While there are at least 18 commonly-used AMR-finding programs that utilize different search algorithms, parameters, input and output formats, we chose four of the eight top-performing and well-supported programs that have been recently compared (Kordova et al. 2025). Because of its k-mer-based AMR predictive power, the BV-BRC AMR detection algorithm was also included (VanOeffelen et al. 2021). Using a federated workflow design, we have included the BV-BRC AMR prediction tool using the BV-BRC command-line interface tool as in Fig. 1. Users will be required to create a free account with BV-BRC to benefit from their publicly available resource.
cAMRah workflow.
Because each AMR annotation tool produces different output file formats, harmonization of these files is performed with hAMRonize, an open source tool that eases the downstream bioinformatic analysis of results (Mendes et al. 2024). Although hAMRonize parses 17 tools, it fails to harmonize the multitude of AMR annotations to single gene loci (Fig. 1a, available as supplementary data at Bioinformatics Advances online). It also does not support AMRFinderPlus version v3.12.8 or the BV-BRC AMR prediction tool; therefore, we contributed to their code by providing these advancements, and our changes were accepted by the hAMRonize Team.
2.4 Installation and usage instructions
Step-by-step installation and usage instructions, including the final results, can be found on our project wiki located at https://github.com/JCVenterInstitute/CAMRA/wiki/AMR-Analysis.
2.5 Required input and example dataset
The cAMRah workflow requires an assembly fasta file (gzip or not) and the following strings: sample_name (string), genus (string), species (string), BVBRC_username (string), and BVBRC_password (string). The required strings are entered on the submission page when running on Terra or via a JSON file when running locally using Cromwell. An example assembly fasta file and JSON file are provided as File 1, available as supplementary data at Bioinformatics Advances online, and on the GitHub wiki at 2.ii.a.a and 2.ii.a.b. Other optional inputs can be declared; however, they are not necessary to run the fundamental analysis but provide the opportunity to customize the workflow.
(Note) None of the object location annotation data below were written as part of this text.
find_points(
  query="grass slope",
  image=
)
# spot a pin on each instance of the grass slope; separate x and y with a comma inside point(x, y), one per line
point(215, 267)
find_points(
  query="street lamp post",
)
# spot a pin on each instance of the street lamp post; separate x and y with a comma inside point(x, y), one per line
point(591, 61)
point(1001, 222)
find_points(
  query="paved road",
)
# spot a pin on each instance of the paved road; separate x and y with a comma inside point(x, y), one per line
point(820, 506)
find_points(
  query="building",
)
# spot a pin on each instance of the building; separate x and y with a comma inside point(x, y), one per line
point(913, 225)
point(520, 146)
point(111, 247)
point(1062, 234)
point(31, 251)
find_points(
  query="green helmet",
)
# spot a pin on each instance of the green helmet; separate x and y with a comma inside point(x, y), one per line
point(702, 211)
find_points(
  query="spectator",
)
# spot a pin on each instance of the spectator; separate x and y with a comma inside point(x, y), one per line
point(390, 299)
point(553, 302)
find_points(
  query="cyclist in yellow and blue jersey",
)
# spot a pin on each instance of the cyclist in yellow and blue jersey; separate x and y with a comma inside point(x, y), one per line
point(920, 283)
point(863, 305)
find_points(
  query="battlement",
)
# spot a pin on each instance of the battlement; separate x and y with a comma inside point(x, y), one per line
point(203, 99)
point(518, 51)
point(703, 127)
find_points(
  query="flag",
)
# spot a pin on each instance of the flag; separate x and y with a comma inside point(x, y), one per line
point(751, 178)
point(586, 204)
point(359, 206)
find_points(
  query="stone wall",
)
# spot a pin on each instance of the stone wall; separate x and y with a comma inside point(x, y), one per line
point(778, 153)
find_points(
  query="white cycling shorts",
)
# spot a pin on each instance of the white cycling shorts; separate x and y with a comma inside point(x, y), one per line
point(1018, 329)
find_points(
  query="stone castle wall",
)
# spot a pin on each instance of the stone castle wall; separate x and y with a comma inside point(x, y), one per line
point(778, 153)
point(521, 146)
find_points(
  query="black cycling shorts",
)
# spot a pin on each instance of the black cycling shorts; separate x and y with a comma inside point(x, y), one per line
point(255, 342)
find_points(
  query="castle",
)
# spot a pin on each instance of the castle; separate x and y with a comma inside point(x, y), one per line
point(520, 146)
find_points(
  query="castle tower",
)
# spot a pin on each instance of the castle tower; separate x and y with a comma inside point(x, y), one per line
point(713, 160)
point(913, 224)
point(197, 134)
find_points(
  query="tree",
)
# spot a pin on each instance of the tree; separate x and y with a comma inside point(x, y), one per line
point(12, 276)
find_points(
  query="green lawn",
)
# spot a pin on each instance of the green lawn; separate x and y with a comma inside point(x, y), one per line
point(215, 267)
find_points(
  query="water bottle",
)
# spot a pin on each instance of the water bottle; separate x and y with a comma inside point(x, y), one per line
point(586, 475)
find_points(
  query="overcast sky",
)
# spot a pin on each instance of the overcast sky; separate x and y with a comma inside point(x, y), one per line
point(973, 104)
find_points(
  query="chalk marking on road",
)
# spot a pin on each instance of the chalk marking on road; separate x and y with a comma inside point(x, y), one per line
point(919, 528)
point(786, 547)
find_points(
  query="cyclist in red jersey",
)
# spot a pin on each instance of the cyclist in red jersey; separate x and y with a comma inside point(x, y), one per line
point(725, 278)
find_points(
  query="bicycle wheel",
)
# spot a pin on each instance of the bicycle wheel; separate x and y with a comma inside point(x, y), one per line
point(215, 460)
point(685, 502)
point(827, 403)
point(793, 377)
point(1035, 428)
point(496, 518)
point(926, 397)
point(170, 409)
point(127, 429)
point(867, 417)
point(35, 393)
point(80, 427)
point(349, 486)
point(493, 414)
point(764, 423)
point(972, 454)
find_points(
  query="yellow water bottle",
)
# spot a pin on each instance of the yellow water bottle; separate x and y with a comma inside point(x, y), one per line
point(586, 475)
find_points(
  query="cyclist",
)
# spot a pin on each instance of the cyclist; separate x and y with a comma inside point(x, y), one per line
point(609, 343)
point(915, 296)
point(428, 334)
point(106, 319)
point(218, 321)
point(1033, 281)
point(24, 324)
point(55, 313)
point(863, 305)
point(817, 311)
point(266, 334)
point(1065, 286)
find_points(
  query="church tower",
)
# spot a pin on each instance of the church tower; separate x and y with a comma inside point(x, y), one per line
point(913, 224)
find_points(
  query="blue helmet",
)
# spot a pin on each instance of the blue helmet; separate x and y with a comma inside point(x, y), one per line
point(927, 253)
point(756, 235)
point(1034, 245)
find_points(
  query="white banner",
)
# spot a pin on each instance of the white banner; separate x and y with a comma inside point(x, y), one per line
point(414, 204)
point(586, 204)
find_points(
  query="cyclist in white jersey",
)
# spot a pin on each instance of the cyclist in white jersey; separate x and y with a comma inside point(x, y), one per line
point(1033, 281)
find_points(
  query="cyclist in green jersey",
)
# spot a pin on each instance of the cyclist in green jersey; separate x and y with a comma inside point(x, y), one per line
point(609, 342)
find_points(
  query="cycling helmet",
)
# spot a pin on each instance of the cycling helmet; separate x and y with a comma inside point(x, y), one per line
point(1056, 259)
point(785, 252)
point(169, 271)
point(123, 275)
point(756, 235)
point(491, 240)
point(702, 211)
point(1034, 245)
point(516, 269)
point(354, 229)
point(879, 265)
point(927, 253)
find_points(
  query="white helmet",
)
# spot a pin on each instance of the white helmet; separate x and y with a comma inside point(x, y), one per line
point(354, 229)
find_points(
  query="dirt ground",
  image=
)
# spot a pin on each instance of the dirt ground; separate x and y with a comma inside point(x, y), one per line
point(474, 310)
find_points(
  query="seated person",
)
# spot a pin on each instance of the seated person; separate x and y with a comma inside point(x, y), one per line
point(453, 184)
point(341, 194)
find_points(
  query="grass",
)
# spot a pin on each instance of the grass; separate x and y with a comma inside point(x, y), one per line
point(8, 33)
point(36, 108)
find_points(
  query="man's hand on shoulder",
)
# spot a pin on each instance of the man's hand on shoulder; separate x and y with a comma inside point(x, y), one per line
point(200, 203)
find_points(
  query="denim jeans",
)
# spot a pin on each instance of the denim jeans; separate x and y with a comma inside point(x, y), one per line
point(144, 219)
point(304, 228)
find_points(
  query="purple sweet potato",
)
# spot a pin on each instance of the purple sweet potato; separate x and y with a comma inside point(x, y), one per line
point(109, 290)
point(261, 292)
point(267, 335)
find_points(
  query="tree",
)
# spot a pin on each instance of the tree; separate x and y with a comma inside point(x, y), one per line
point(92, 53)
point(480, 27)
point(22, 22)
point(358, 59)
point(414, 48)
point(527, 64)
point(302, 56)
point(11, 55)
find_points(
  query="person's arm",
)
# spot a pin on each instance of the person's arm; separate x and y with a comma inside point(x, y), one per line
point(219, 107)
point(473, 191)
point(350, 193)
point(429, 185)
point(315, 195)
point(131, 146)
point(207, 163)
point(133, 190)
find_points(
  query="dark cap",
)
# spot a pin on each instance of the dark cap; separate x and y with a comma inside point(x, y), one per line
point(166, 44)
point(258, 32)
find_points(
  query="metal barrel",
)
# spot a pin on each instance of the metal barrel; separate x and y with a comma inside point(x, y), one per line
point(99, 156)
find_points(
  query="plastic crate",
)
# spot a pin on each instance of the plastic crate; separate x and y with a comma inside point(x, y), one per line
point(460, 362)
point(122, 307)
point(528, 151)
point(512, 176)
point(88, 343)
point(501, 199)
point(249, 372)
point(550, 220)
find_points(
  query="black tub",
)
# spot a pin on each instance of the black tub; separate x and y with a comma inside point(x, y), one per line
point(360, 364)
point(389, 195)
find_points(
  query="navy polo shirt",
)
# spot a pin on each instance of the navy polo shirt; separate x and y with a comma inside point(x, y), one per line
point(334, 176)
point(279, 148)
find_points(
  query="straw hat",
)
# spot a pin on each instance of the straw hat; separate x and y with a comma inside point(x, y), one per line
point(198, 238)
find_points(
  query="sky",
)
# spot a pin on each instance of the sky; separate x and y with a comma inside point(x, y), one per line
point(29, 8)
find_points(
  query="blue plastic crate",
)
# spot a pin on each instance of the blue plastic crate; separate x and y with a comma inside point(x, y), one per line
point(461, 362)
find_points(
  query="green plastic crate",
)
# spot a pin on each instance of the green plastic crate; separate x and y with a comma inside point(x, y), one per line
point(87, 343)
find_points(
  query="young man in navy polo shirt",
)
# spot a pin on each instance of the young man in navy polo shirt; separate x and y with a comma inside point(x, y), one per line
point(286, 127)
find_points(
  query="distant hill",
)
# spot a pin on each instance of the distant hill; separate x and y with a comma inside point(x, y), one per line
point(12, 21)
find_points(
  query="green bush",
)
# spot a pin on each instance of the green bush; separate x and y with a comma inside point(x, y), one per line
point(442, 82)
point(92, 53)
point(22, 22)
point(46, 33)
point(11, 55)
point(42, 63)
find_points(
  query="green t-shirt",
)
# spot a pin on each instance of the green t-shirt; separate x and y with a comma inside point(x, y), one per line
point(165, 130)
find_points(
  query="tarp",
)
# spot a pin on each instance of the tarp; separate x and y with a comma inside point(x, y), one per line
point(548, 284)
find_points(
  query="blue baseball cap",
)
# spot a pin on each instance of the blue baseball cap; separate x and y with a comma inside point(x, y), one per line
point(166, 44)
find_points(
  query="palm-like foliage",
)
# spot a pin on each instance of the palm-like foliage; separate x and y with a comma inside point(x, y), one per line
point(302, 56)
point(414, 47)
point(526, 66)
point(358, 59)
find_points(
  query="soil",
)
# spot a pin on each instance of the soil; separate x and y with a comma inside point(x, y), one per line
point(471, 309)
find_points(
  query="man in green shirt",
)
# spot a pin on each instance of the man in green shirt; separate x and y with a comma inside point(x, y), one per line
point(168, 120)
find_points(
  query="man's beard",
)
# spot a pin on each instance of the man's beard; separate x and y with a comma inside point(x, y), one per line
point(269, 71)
If no optional inputs or parameters are provided, cAMRah will run using parameters of the AMR prediction tools as noted in Fig. 2, available as supplementary data at Bioinformatics Advances online.
2.6 AMR annotation term consolidation
Because hAMRonize does not perform consolidation of AMR annotation terms to specific gene loci, making the results difficult to interpret, cAMRah incorporates a term consolidation script that groups AMR hits from various tools that fall within the same loci/loci proximity (Fig. 1b, available as supplementary data at Bioinformatics Advances online). This was done using the following heuristic (Fig. 3, available as supplementary data at Bioinformatics Advances online). (i) All AMR hits are mapped to locus coordinates. (ii) The AMR hits are then perfectly matched to the CARD database based on either reference_accession, gene_symbol, gene_names or synonyms. The CARD database was chosen because it is highly curated, updated frequently and has a standardized AMR ontology to facilitate the consolidation of AMR annotation and naming conventions. Hits that did not have a CARD equivalent underwent blast-based searches. BLASTP, BLASTX, and BLASTN searches were performed against the CARD protein and nucleotide homolog and variants databases. The best quality blast alignment became the CARD match. (iii) If a query locus has only a single AMR tool hit, then its associated AMR tool annotation or CARD database match (if mapped), is reported as the consolidated term. (iv) If a query locus has multiple tool matches, then priority is given to hits with CARD exact mapping, (v) followed by AMR tool exact matches. (vi) For loci with multiple non-exact mappings, priority is given to the match with the CARD mapping with highest percent identity, (vii) followed by the AMR mappings. The pipeline returns the final output of the term consolidation WDL as (i) HARMONIZED_TERMS.tsv, which contains all the AMR hits with their CARD equivalents, and (ii) CONSOLIDATED_TERMS.tsv, which is a smaller file that contains the final decision of the identity of all the loci, ready for analysis. Users can judge the quality of the CONSOLIDATED_TERMS.tsv loci by observing the number of hits it received, the number of hits that congruently agreed on its identity and the BLAST percent identity given to the hit. The output files HARMONIZED_TERMS.tsv and CONSOLIDATED_TERMS.tsv from the cAMRah term consolidation as well as hamronize_amr_output.tsv from hARMonize are provided as File 2, available as supplementary data at Bioinformatics Advances online, and located on the GitHub wiki at 2.iii.a and 2.iii.b.
3 Results
cAMRah can run multiple AMG prediction tools on assembled bacterial genomes and harmonize to single genetic loci with standardized AMG ontologies assigned using a flexible, platform-independent and cloud-enabled workflow. This includes the ability to utilize the BV-BRC k-mer-based novel AMG prediction software, which can infer potential AMR phenotypes to hypothetical proteins. In addition to AMG-finding, this workflow can be adapted to predict virulence factors.
Supplementary Material
vbag017_Supplementary_Data
The reference list from the paper itself. Each links out to its DOI / PubMed record.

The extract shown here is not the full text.